Based on answers to the SF-36 questionnaire, eight multi-item scales (physical functioning, role limitations due to physical problems, bodily pain, general health perceptions, vitality, social functioning, role limitations due to emotional problems and mental health) were constructed and subsequently aggregated into two Component Summaries: the Physical Component Summary and the Mental Component Summary. The eight scales were scored using raw data (0–100 algorithms), while the respective normalized scores and the scores for the two summary measures was performed using QualityMetric Health Outcomes™ Scoring Software 4.0 [20]. The study was licensed by QualityMetric Health Outcomes™ under number QM025904. The normalization procedure transforms raw scores into a mean of 50% and a standard deviation of 10, taking the United States of America general population as a reference. This transformation achieves the same mean and standard deviation for all SF-36 scales and summary measures. Because of their comparable variance, normalized scores enable comparisons between the respective domain and the component scales. Higher scores represent better health-related quality of life.

The internal consistency of the SF-36 and WAI domains was evaluated using Cronbach's alpha. Values should exceed 0.70, but values ≥ 0.60 are acceptable in exploratory research [21].

Literature discuss whether the WAI questionnaire presents one or two dimensions [22]. In order to access dimensionality, parallel analysis (PA) technique was applied to WAI data, using polychoric correlations and Robust Unweighted Least Squares method for the factor extraction [23].
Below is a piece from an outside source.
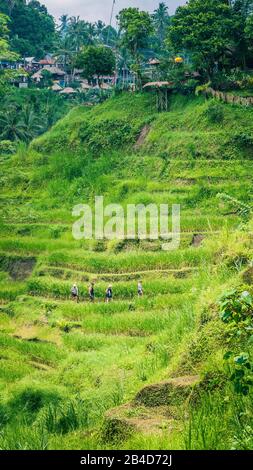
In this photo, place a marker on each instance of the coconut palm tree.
(30, 122)
(161, 21)
(64, 24)
(11, 126)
Bivariate analyses used t-tests to compare means from the independent samples. Multivariable linear regression models were used to measure the impact of police officer characteristics on variation in the Physical Component and Mental Component Summary scores. All prediction variables (age, education, marital status, income, house ownership, car ownership, police rank, working day, excessive alcohol consumption, smoking, vigorous physical activity, obesity, and poor work ability) were inserted as a block in each equation, using the default selection method ‘Enter’. Cases presenting studentized residual analysis varying around ± 3.000 standard deviations were identified as outliers. Data were analysed using SPSS version 20.0 (IBM Corp., Armonk, NY, USA).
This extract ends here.